On Wed, Aug 19, 2020 at 08:32:59AM -0500, Eric W. Biederman wrote:
Matthew Wilcox <willy@xxxxxxxxxxxxx> writes:
On Wed, Aug 19, 2020 at 10:45:56AM +0200, Christian Brauner wrote:
On Wed, Aug 19, 2020 at 09:43:40AM +0200, peterz@xxxxxxxxxxxxx wrote:
On Tue, Aug 18, 2020 at 06:44:47PM +0100, Matthew Wilcox wrote:
On Tue, Aug 18, 2020 at 07:34:00PM +0200, Christian Brauner wrote:
The only remaining function callable outside of kernel/fork.c is
_do_fork(). It doesn't really follow the naming of kernel-internal
syscall helpers as Christoph righly pointed out. Switch all callers and
references to kernel_clone() and remove _do_fork() once and for all.

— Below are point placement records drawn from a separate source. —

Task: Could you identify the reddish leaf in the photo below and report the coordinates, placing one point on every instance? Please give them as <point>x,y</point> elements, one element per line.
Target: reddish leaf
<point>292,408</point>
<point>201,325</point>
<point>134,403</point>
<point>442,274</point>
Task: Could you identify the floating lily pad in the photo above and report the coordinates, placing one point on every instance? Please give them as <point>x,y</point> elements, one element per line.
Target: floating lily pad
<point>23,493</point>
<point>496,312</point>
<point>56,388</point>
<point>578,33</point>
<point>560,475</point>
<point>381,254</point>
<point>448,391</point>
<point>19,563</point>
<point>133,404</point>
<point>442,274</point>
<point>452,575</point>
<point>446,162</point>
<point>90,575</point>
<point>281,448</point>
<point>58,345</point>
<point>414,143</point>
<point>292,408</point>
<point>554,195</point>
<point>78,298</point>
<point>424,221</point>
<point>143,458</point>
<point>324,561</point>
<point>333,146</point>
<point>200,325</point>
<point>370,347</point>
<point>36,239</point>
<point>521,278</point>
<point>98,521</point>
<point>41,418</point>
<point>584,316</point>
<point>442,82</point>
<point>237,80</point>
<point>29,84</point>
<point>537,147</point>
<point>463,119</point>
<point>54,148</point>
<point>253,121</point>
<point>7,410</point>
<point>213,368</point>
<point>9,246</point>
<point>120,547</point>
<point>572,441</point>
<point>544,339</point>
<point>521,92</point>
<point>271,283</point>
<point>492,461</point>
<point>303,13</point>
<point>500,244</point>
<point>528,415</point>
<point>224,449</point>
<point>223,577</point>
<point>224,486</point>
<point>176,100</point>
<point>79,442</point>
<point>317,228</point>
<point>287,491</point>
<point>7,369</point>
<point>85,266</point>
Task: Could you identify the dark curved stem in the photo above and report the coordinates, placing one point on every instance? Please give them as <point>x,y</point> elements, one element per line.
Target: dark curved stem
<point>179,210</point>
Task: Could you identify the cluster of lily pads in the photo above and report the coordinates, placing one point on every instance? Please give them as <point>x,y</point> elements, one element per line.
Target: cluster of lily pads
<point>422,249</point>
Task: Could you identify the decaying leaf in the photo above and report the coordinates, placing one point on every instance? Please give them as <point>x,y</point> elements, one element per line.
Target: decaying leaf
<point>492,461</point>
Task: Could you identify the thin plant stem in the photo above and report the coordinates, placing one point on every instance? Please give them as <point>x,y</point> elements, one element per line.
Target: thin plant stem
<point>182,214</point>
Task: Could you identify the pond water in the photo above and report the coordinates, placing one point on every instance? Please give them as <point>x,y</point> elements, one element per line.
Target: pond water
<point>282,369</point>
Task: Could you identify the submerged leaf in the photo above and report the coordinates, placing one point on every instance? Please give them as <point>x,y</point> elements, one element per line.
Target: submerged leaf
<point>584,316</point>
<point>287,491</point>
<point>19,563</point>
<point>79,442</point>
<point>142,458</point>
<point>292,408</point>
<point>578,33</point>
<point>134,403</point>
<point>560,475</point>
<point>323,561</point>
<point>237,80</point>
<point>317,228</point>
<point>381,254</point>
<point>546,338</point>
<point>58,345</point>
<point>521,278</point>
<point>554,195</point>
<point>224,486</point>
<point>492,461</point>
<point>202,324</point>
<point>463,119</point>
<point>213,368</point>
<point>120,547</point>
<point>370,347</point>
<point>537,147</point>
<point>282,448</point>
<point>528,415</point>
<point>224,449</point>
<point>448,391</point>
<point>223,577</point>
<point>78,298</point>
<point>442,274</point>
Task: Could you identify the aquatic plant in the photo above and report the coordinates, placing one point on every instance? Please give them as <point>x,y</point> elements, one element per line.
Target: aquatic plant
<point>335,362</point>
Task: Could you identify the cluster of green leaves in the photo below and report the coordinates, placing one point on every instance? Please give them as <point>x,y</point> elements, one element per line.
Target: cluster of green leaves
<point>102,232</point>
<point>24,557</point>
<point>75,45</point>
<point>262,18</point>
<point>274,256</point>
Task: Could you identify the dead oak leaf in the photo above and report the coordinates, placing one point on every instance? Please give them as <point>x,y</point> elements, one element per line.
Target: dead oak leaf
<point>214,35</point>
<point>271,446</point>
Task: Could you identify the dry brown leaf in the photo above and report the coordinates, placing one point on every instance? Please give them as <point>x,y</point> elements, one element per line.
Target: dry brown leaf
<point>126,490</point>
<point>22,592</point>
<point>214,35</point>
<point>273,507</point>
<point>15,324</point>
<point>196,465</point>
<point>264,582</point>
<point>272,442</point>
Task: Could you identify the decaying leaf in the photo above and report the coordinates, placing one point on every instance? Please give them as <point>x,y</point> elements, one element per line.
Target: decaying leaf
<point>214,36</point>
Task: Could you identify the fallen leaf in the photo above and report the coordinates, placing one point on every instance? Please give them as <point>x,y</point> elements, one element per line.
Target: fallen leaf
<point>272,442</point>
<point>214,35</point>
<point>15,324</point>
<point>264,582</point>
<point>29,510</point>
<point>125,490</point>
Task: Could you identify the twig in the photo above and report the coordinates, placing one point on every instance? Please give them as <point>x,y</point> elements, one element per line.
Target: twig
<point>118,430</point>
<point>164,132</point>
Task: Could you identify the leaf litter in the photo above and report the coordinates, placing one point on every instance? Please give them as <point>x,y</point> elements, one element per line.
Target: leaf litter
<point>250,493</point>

My only concern is around return type. long, int, pid_t ... can we
choose one and stick to it? pid_t is probably the right return type
within the kernel, despite the return type of clone3(). It'll save us
some work if we ever go through the hassle of growing pid_t beyond 31-bit.
We have at least the futex ABI restricting PID space to 30 bits.
Ok, looking into kernel/futex.c I see
pid_t pid = uval & FUTEX_TID_MASK;
which is probably what this referes to and /proc/sys/kernel/threads-max
is restricted to FUTEX_TID_MASK.
Afaict, that doesn't block switching kernel_clone() to return pid_t. It
can't create anything > FUTEX_TID_MASK anyway without yelling EAGAIN at
userspace. But it means that _if_ we were to change the size of pid_t
we'd likely need a new futex API.
Yes, there would be a lot of work to do to increase the size of pid_t.
I'd just like to not do anything to make that harder _now_. Stick to
using pid_t within the kernel.
Just so people are aware. If you look in include/linux/threads.h you
can see that the maximum value of PID_MAX_LIMIT limits pids to 22 bits.
Further the design decisions of pids keeps us densly using pids. So I
expect it will be a while before we even come close to using 30 bits of
pid space.
Also because it's simply annoying to have to type really large pid
numbers on the shell. Yes yes, that's a very privileged
developer-centric complaint but it matters when you have to do a quick
kill -9. Chromebook users obviously won't care about how large their
pids are for sure.
Tbf, related to discussions last year, systemd now actually raises the
default limit from ~33000 to 4194304. Which seems like an ok compromise.
Christian